Pricey ivars « Perpendiculous

2009.07.02

Pricey ivars

Filed under: Programming — cwright @ 12:20 am

(apologies in advance — this will be a rather technical post. It’s eventually intended for fdiv.net, but while it’s getting migrated I figured I’d plop it down here.)

Instance Variables (or, more briefly, ivars) are a pretty simple trend in Object Oriented Languages. They’re data that get carried along inside an object, helping to define its state. While it would be fun to elaborate more on this, this particular article isn’t intended to teach the basics of OOP. So if you’re unsure of what an ivar is, this article probably isn’t for you.

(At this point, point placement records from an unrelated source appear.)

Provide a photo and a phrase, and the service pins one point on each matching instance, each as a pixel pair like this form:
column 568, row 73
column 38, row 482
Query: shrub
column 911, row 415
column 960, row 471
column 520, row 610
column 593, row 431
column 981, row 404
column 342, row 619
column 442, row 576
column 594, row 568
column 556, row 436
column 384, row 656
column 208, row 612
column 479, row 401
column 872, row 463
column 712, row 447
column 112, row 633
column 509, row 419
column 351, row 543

In Objective-C, (and possibly other languages), ivars have an interesting property — they’re volatile. volatile is one of those shady regions of C and C-derived languages (like Objective-C) that few people talk about, but what it means is that the data behind the variable can change at any moment, so the compiler should reload it from memory whenever it’s used (the alternative is to load it once, and store it in a register — this is typically simpler and faster, but sometimes wrong if the data is in fact volatile). This is all well and good, and it performs exactly as intended. However, because of this reloading, we get some negative performance characteristics to go along with it.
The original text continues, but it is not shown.